Re: Entity Caching

Jacques Le Roux Sun, 22 Mar 2015 03:44:14 -0700

Sound good to me, it's only a matter of convention

Jacques


Le 22/03/2015 11:31, Adrian Crum a écrit :

I was thinking a maxSize setting of -1 means the cache is disabled. That would 
be an easy change to make.

Having a separate enable/disable property will take a lot of rewriting.

Adrian Crum
Sandglass Software
www.sandglass-software.com

On 3/22/2015 10:21 AM, Jacques Le Roux wrote:

Maybe using 1 in the meantime ? ;)

Jacques

Le 22/03/2015 11:17, Adrian Crum a écrit :

Oops, my bad. A maxSize setting of zero means there is no limit.

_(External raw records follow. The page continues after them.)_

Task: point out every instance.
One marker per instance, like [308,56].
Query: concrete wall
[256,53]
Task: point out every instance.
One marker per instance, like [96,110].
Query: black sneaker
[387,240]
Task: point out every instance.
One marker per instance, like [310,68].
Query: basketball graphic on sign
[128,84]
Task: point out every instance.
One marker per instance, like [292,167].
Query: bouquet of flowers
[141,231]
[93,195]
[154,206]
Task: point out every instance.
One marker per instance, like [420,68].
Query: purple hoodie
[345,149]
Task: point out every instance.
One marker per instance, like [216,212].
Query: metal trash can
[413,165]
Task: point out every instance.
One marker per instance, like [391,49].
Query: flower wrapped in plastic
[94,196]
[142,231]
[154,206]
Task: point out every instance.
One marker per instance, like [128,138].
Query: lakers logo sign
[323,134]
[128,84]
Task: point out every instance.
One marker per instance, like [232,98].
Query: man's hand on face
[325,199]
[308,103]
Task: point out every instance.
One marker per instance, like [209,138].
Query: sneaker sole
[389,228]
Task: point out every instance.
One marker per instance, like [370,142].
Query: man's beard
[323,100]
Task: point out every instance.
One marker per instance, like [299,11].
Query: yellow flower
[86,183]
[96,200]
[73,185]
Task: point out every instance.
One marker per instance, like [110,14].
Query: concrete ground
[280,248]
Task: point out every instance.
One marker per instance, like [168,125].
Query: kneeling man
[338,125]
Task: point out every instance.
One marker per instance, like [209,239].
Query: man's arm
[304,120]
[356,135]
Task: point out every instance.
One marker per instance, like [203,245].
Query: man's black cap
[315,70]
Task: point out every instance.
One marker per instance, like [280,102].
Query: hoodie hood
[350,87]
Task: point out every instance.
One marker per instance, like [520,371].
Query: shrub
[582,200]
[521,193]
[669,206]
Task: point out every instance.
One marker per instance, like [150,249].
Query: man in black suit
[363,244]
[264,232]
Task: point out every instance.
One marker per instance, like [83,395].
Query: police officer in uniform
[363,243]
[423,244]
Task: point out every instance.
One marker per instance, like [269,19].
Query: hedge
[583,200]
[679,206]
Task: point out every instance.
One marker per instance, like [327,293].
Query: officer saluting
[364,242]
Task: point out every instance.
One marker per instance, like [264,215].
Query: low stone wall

I spent some time looking through the UtilCache code, and I don't see
any way to disable a cache. Generally speaking, any setting of zero
means there is no limit for that setting.

It would be nice to have an enabled/disabled setting.

Adrian Crum
Sandglass Software
www.sandglass-software.com

On 3/22/2015 9:38 AM, Adrian Crum wrote:

Interesting. The current cache code ignores the maxSize setting.

Adrian Crum
Sandglass Software
www.sandglass-software.com

On 3/22/2015 7:38 AM, Adrian Crum wrote:

I don't see an enable/disable setting but

default.maxSize=0 in cache.properties

should do it.


Adrian Crum
Sandglass Software
www.sandglass-software.com

On 3/22/2015 3:16 AM, Christian Carlow wrote:

Is there a convenient setting for disabling cache completely as David
mentioned he did?

On Sat, 2015-03-21 at 21:39 -0400, Ron Wheeler wrote:

I agree with Adrian that caching should be a sysadmin choice.

I would also caution that measuring cache performance during
testing is
not a very useful activity. Testing tends to test one use case
once and
move on to the next.
In production, users tend to do the same thing over and over.
Testing might fill a shopping cart a few times and do a lot of other
administrative functions as many times . In real life, shopping carts
are filled much more frequently than catalog updates (one hopes).
Using
performance numbers from functional testing will be misleading.

The other message that I get from David's discussion is that
caching t
built by professional caching experts  (Database developers as he
mentioned) worked better than caching systems built by application
developers.
It is likely that ehcache and the database built-in caching functions
will outperform caching systems built by OFBiz developers and will
handle the main cases better and will handle edge cases properly.
They
will probably integrate better and be easier to configure at
run-time or
during deployment. They will also be easier to tune by the system
administrator.

I understand that Adrian needs to fix this quickly. I suppose that
caching could be eliminated to solve the problem while a better
solution
is implemented.

Do we know what it will take to add enough ehcache to make the system
perform adequately to meet current requirements?

Ron


On 21/03/2015 6:22 AM, Adrian Crum wrote:

I will try to say it again, but differently.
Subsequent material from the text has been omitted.